So Anya is having her birthday sleepover. She wanted a spa theme, which is actually simple when you already have three girly-girls living with you (and you happen to be one yourself). I decorated the house, assembled various beauty products, bought makeup and eye masks to take home, and made some goodies for snacking. I even convinced Andy to take the little girls out to dinner so Anya could have some alone time with her friends. It was all set up, and she was so excited. Here are a few pics of the decor and of Anya getting all beautified.
So let me begin by saying that hosting a sleepover always seems like an awesome idea. You figure you can handle a few extra girls in the house, right? They might be a little loud and rambunctious, but it’s only for a night. Then, after about an hour, you begin to feel slightly overwhelmed, but you can do this. Your daughter was just at a sleepover at <insert child’s name>’s house, and they never complained. Within two hours, you are thinking that you must be the most awesome parent in the world to agree to this. Within three hours, you are swearing that you will never have a multi-girl sleepover at your house again. You want to applaud your parents for letting you do these countlessly through your childhood. I had one almost every year for my birthday; one year, there were at least 10 extra girls at my party. I vacillate between calling my mom crazy or saintlike. (Disclaimer: I am not a horrible person for thinking this. I really believe every parent does. And even when I feel like this, I still know I’ll do it again because of how happy it makes Anya).
I am supervising this party and have been extremely amused and educated by the tales and opinions of these 9-10 year old girls.

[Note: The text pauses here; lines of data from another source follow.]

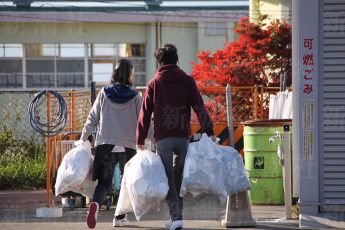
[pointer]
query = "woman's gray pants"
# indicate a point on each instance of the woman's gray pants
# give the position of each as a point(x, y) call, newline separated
point(172, 151)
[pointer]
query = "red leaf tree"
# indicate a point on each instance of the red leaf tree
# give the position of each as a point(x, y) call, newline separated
point(259, 56)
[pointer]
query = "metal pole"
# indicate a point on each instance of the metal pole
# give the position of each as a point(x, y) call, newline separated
point(93, 92)
point(287, 173)
point(48, 153)
point(255, 102)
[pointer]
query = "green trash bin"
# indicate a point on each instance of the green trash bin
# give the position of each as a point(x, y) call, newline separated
point(262, 162)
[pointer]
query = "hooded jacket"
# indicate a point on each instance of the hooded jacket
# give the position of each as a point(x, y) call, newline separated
point(114, 113)
point(170, 96)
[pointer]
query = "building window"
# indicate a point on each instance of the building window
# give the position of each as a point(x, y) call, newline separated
point(11, 50)
point(11, 68)
point(72, 50)
point(215, 29)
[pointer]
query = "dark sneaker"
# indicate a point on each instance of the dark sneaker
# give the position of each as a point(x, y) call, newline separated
point(120, 222)
point(176, 225)
point(91, 218)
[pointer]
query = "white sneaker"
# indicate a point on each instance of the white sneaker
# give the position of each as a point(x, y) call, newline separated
point(176, 225)
point(91, 218)
point(168, 223)
point(120, 223)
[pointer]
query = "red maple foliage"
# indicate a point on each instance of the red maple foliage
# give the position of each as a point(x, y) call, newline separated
point(260, 54)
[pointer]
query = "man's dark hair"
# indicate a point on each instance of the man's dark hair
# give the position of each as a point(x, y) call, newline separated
point(122, 73)
point(166, 55)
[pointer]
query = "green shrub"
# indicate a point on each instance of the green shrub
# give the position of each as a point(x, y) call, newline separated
point(23, 173)
point(22, 163)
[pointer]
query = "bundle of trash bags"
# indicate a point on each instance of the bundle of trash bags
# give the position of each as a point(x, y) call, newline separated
point(74, 173)
point(144, 184)
point(212, 168)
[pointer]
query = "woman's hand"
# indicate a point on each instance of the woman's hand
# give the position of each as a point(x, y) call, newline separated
point(140, 147)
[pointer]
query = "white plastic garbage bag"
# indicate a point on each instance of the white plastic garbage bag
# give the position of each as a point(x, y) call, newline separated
point(203, 169)
point(144, 184)
point(235, 176)
point(74, 173)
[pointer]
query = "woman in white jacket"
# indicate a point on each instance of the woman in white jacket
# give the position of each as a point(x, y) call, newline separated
point(114, 113)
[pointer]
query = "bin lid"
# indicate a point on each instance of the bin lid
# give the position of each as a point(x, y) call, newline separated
point(268, 122)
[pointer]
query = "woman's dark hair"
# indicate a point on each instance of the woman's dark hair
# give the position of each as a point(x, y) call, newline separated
point(166, 55)
point(122, 73)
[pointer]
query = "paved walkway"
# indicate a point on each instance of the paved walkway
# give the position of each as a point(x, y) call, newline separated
point(18, 211)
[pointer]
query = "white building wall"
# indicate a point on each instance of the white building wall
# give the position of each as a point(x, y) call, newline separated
point(72, 32)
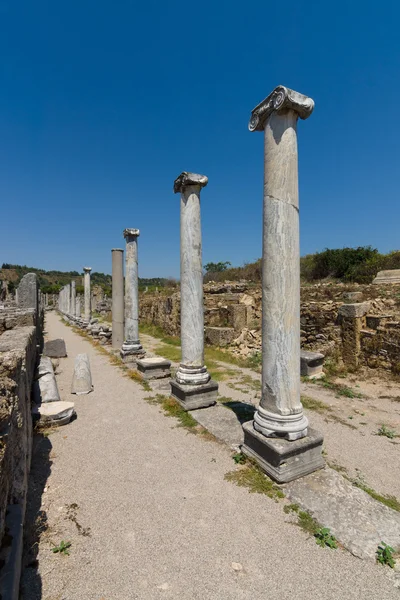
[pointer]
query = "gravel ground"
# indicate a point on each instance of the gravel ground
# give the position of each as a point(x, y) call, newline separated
point(149, 514)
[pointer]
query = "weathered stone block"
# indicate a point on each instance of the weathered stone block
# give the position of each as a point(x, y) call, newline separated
point(354, 310)
point(82, 378)
point(55, 348)
point(390, 276)
point(281, 459)
point(311, 363)
point(45, 387)
point(219, 336)
point(191, 397)
point(154, 367)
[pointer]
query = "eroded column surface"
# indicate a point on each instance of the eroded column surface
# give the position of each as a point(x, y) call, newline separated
point(280, 412)
point(86, 284)
point(279, 438)
point(78, 306)
point(73, 299)
point(131, 343)
point(117, 255)
point(191, 369)
point(192, 386)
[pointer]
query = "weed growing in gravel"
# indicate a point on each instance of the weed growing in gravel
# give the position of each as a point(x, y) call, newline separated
point(250, 475)
point(385, 431)
point(324, 537)
point(62, 548)
point(384, 555)
point(304, 520)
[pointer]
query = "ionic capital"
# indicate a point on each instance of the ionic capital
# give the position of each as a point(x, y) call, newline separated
point(280, 100)
point(186, 179)
point(131, 233)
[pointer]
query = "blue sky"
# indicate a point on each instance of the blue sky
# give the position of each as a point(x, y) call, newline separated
point(103, 104)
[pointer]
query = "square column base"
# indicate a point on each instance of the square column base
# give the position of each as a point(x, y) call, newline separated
point(191, 397)
point(154, 368)
point(281, 459)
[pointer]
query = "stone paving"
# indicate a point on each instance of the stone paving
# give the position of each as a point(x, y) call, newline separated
point(149, 514)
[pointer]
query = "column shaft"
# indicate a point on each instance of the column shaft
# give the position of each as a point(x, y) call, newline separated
point(73, 298)
point(87, 293)
point(117, 297)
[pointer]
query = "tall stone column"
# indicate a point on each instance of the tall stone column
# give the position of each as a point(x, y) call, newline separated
point(131, 346)
point(73, 299)
point(280, 413)
point(192, 386)
point(86, 284)
point(68, 294)
point(117, 255)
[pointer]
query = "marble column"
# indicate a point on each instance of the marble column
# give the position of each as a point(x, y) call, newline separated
point(86, 276)
point(131, 345)
point(68, 298)
point(73, 299)
point(280, 413)
point(117, 255)
point(192, 386)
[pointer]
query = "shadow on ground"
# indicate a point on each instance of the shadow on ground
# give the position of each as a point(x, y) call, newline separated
point(35, 518)
point(244, 412)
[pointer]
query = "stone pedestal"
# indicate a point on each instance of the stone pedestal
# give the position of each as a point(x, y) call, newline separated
point(311, 364)
point(87, 314)
point(192, 374)
point(117, 255)
point(131, 348)
point(281, 459)
point(154, 367)
point(280, 413)
point(352, 319)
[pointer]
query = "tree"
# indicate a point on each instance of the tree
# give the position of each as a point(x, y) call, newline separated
point(216, 267)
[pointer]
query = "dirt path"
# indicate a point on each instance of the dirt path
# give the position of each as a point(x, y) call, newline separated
point(149, 514)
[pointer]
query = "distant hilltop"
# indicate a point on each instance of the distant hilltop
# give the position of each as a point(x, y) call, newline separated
point(52, 281)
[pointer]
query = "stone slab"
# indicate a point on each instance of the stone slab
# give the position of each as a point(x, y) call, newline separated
point(191, 397)
point(281, 459)
point(57, 413)
point(354, 310)
point(45, 387)
point(11, 570)
point(55, 348)
point(358, 521)
point(222, 422)
point(154, 367)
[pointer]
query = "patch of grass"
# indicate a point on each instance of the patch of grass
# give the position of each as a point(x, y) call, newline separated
point(385, 431)
point(384, 555)
point(167, 351)
point(62, 548)
point(390, 501)
point(158, 332)
point(304, 520)
point(316, 405)
point(172, 408)
point(255, 480)
point(324, 538)
point(339, 388)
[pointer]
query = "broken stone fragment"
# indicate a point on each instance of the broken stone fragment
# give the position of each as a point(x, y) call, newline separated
point(45, 386)
point(55, 348)
point(82, 378)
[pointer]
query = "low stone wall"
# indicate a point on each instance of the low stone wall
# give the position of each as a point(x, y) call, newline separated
point(232, 317)
point(21, 340)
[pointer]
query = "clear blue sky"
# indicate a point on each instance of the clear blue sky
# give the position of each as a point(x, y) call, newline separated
point(103, 104)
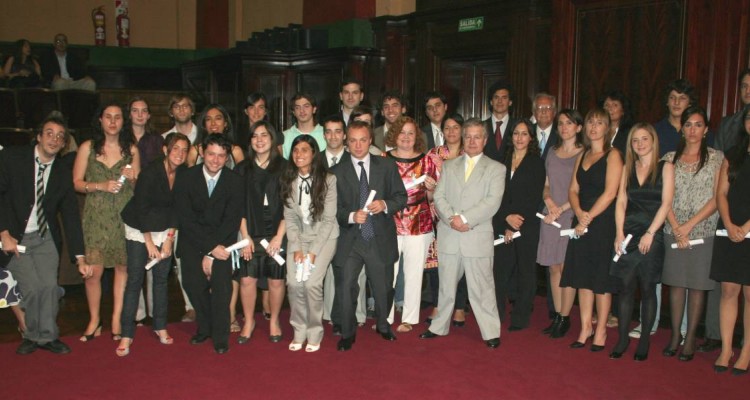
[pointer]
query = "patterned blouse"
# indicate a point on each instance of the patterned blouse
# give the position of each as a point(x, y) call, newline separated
point(416, 218)
point(692, 190)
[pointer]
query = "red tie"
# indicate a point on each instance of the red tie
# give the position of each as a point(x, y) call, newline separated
point(498, 134)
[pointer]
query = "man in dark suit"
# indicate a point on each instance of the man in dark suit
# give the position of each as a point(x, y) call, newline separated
point(435, 106)
point(209, 199)
point(497, 125)
point(63, 70)
point(367, 236)
point(351, 96)
point(545, 110)
point(34, 187)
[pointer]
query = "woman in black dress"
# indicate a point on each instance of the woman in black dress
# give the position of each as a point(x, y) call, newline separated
point(592, 194)
point(643, 201)
point(264, 219)
point(150, 225)
point(515, 261)
point(731, 254)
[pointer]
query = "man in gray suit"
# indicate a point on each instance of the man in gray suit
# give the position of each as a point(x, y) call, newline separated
point(467, 196)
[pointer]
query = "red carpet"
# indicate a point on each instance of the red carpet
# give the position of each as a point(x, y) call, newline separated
point(459, 366)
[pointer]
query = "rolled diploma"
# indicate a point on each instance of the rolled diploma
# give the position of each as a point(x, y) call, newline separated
point(623, 245)
point(568, 232)
point(554, 223)
point(415, 182)
point(277, 257)
point(692, 243)
point(21, 248)
point(723, 233)
point(502, 239)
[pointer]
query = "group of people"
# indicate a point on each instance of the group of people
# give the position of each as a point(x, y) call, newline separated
point(608, 205)
point(57, 69)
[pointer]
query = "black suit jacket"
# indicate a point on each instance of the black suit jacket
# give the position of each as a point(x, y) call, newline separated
point(621, 140)
point(490, 149)
point(17, 198)
point(152, 207)
point(386, 181)
point(207, 222)
point(523, 193)
point(552, 140)
point(50, 67)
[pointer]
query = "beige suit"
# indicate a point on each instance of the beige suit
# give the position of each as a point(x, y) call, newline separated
point(319, 238)
point(477, 200)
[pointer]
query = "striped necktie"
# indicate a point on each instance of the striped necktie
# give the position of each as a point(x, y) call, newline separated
point(41, 220)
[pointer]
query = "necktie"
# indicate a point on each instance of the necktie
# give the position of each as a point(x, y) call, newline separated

I cannot help but share a few of these gems of wisdom with you all:
– Girl 1: “I went to a party before. It wasn’t decorated like this…but the food was better.” No apology issued after this honest statement.
– Girl 2: “My boyfriend told me…”
Me: “Wait, you have a boyfriend?”
Girl 2: “Yeah, I have known him since I was 2 weeks old. He had another girlfriend, but he was mean to her. Now I don’t like her because if you are mean to my boyfriend, I won’t like you.”
– Girl 1: (watching the news, which I mistakenly turned to) “Oh my gosh, Justin Bieber got arrested!”
Girl 2: “Yeah, he was driving drunk and was acting really bad.”
Girl 3: “My question is, how did he get drunk? He cannot drink yet.”
Girl 2: “You know, it’s about time he got in trouble. He has been really bad.”
Girl 1: “I’m not going to like him anymore.”
Girl 3: “His career is ruined!”
– Girl 2: “What should I do when I get up tomorrow? Because I get up pretty early.”
Me: “Well, what time do you get up?”
Girl 2: “3:00 am or 6:00 am.”
Me: “Do not wake up at 3:00. Let’s shoot for later, okay?”
Girl 2: “Okay, I’ll wake up at 4:00. ***Pray for me. Seriously.***
– Girl 1: “Let me ask you something. Do you spoil your kids?”
Me: “I don’t think so…why?”
Girl 1: “On Valentine’s Day, do you let them eat all their candy or only a little bit?”
Me: “Only a little.”
Girl 1: (thinks about this) “Okay then.”
Me, in my head: Did I just get put in line by a 9 year old?
So many things have been discussed and said already, and we haven’t even made it to breakfast. Kids are hilarious, but these conversations have kept me secretly smiling all night long.
Thank God for coffee – I’ll see you all at 4:00 am.